You know a thread is delivering when you get a Booty Brown reference.
If you want excited fans in the seats then focus all the energy on winning on every level of the program. The problem as I see it is having and promoting an enabling mindset. Fans vote with their pocketbooks and time. You want full stadiums and arenas then stop defending incompetence and mediocrity. I want to puke everytime I hear or read somebody saying that a program is getting better when the facts disagree. There seems to be no end to or creative means wasted when it came to defending 3DB. And right up until and including when he left. The same with Romar, is he or isn't his product superior?
I don't believe a fan site is a truly a fan site if the format and character is enabling of mediocrity. The site might provide information a fan wants which has a value in it's own, but once the site begins labeling the customers the fans as malcontents because they don't tow the mark and assume enabling behavior, it's not a fan site. I can remember being labeled a half brain because I was not towing the company line. At some sites you are not going to be allowed to express the truth or blow off steam. How does a program fill seats and gain a rabid fan base if it has fake fans sites and an administration that embraces lies and mediocrity? Sark needed to go after the losing streak in year three, by then it was clear that his potential was capped out. Romar's potential is capped out too. Anyway, I could go on about this but what's the sense, it is what it is.
Comments
The right nickname is definitely in the Kim Jong family, just not sure which fits best.

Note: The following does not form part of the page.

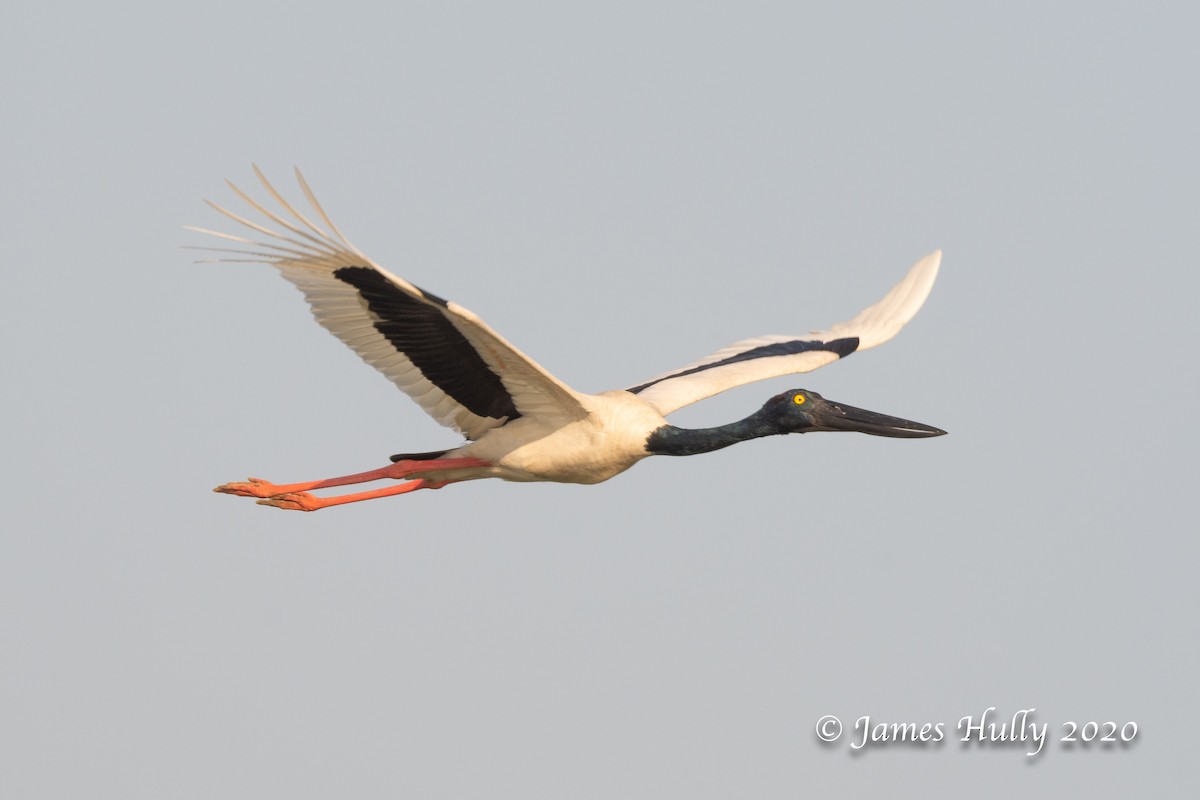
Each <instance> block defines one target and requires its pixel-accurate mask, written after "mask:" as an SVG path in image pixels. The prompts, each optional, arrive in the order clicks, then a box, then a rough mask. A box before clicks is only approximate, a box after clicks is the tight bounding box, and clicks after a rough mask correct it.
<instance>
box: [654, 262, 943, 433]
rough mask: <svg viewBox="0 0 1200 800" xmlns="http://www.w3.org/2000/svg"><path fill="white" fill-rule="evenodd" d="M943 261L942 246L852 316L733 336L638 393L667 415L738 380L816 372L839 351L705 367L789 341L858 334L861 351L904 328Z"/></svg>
mask: <svg viewBox="0 0 1200 800" xmlns="http://www.w3.org/2000/svg"><path fill="white" fill-rule="evenodd" d="M941 261H942V252H941V251H935V252H932V253H930V254H929V255H926V257H925V258H923V259H920V260H919V261H917V263H916V264H914V265H913V266H912V269H910V270H908V273H907V275H906V276H905V277H904V279H901V281H900V283H898V284H896V285H895V287H893V288H892V290H890V291H888V294H887V295H884V297H883V299H882V300H880V301H878V302H877V303H875V305H874V306H869V307H868V308H864V309H863V311H860V312H859V313H858V315H856V317H854V318H853V319H851V320H850V321H845V323H838V324H836V325H833V326H832V327H829V329H828V330H824V331H812V332H811V333H808V335H804V336H760V337H756V338H751V339H742V341H740V342H734V343H733V344H731V345H728V347H725V348H721V349H720V350H718V351H716V353H713V354H712V355H709V356H707V357H704V359H701V360H700V361H696V362H695V363H690V365H688V366H686V367H682V368H679V369H672V371H671V372H667V373H664V374H661V375H659V377H656V378H653V379H650V380H649V381H646V384H642V385H644V386H647V387H646V389H642V390H640V391H637V396H638V397H641V398H642V399H643V401H646V402H647V403H649V404H650V405H652V407H653V408H654V409H655V410H658V411H659V414H662V415H667V414H670V413H671V411H674V410H677V409H680V408H683V407H684V405H690V404H691V403H695V402H697V401H702V399H704V398H706V397H712V396H713V395H716V393H719V392H722V391H725V390H727V389H733V387H734V386H742V385H743V384H749V383H754V381H756V380H764V379H767V378H778V377H780V375H790V374H796V373H802V372H811V371H812V369H816V368H817V367H823V366H824V365H827V363H830V362H833V361H836V360H838V357H839V356H838V354H836V353H832V351H829V350H806V351H804V353H794V354H788V355H767V356H762V357H754V359H749V360H745V361H737V362H733V363H727V365H721V366H714V367H709V368H707V369H704V368H703V367H704V366H706V365H714V363H718V362H721V361H725V360H727V359H731V357H734V356H737V355H739V354H743V353H748V351H750V350H755V349H757V348H761V347H766V345H769V344H781V343H785V342H833V341H835V339H844V338H851V337H857V338H858V347H857V348H856V349H854V351H856V353H857V351H858V350H866V349H869V348H872V347H875V345H877V344H882V343H883V342H887V341H888V339H890V338H892V337H893V336H895V335H896V333H899V332H900V329H901V327H904V326H905V324H906V323H907V321H908V320H910V319H912V318H913V315H914V314H916V313H917V312H918V311H919V309H920V307H922V305H923V303H924V302H925V297H928V296H929V291H930V289H932V287H934V279H935V278H936V277H937V267H938V265H940V264H941Z"/></svg>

A Big Sausage Pizza, if you will
I used to be WeAreABigSausagePizzaSchool on Dawgman. I think it lasted 2 posts. I always worried about the chicks getting pizza grease on their tits causing future zits.

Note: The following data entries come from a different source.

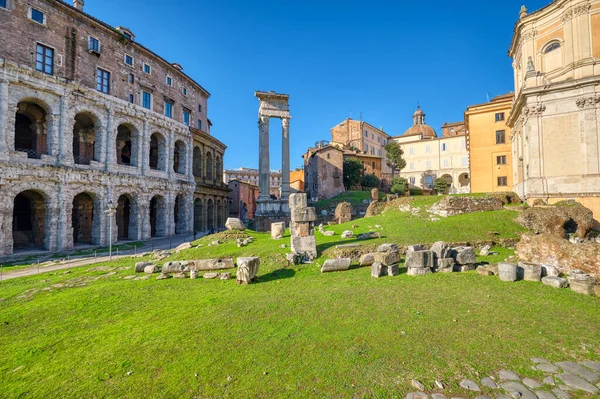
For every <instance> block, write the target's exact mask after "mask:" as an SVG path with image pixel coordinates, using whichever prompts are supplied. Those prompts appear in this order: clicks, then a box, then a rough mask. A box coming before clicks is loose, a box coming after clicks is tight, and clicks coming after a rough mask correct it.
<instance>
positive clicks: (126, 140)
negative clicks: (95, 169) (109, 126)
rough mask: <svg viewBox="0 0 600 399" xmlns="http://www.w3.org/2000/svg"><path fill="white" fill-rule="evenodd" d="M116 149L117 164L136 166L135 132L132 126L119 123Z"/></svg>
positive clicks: (135, 147)
mask: <svg viewBox="0 0 600 399" xmlns="http://www.w3.org/2000/svg"><path fill="white" fill-rule="evenodd" d="M116 151H117V163H118V164H119V165H128V166H137V132H136V131H135V130H134V129H133V128H132V127H130V126H127V125H119V127H118V128H117V141H116Z"/></svg>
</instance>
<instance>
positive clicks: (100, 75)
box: [96, 68, 110, 94]
mask: <svg viewBox="0 0 600 399" xmlns="http://www.w3.org/2000/svg"><path fill="white" fill-rule="evenodd" d="M96 90H98V91H101V92H102V93H106V94H108V93H109V92H110V72H108V71H105V70H104V69H100V68H98V72H96Z"/></svg>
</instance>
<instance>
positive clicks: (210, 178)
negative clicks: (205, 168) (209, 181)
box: [206, 151, 214, 180]
mask: <svg viewBox="0 0 600 399" xmlns="http://www.w3.org/2000/svg"><path fill="white" fill-rule="evenodd" d="M206 178H207V179H210V180H212V179H214V173H213V168H212V154H211V153H210V151H208V152H207V153H206Z"/></svg>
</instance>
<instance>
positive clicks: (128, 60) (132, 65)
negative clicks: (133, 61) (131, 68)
mask: <svg viewBox="0 0 600 399" xmlns="http://www.w3.org/2000/svg"><path fill="white" fill-rule="evenodd" d="M125 63H126V64H127V65H129V66H133V57H132V56H130V55H129V54H125Z"/></svg>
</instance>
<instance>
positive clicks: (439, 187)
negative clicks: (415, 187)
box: [433, 177, 448, 194]
mask: <svg viewBox="0 0 600 399" xmlns="http://www.w3.org/2000/svg"><path fill="white" fill-rule="evenodd" d="M433 189H434V190H435V192H436V193H438V194H448V183H447V182H446V179H444V178H443V177H438V178H437V179H435V181H434V182H433Z"/></svg>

BNB wins. Everyone else can go the hell home.
Worked so well in 2012.......
Then we can hold them up, and jump up and down chanting like a bunch of faggots (75K).
It was pretty easy to buy tickets in the 90s through the early 2000s, except for maybe '90 (winning season, coming off six or seven mostly solid years) and '99 (playoff year). I'm too lazy to compare it to other markets, but most are probably the same way.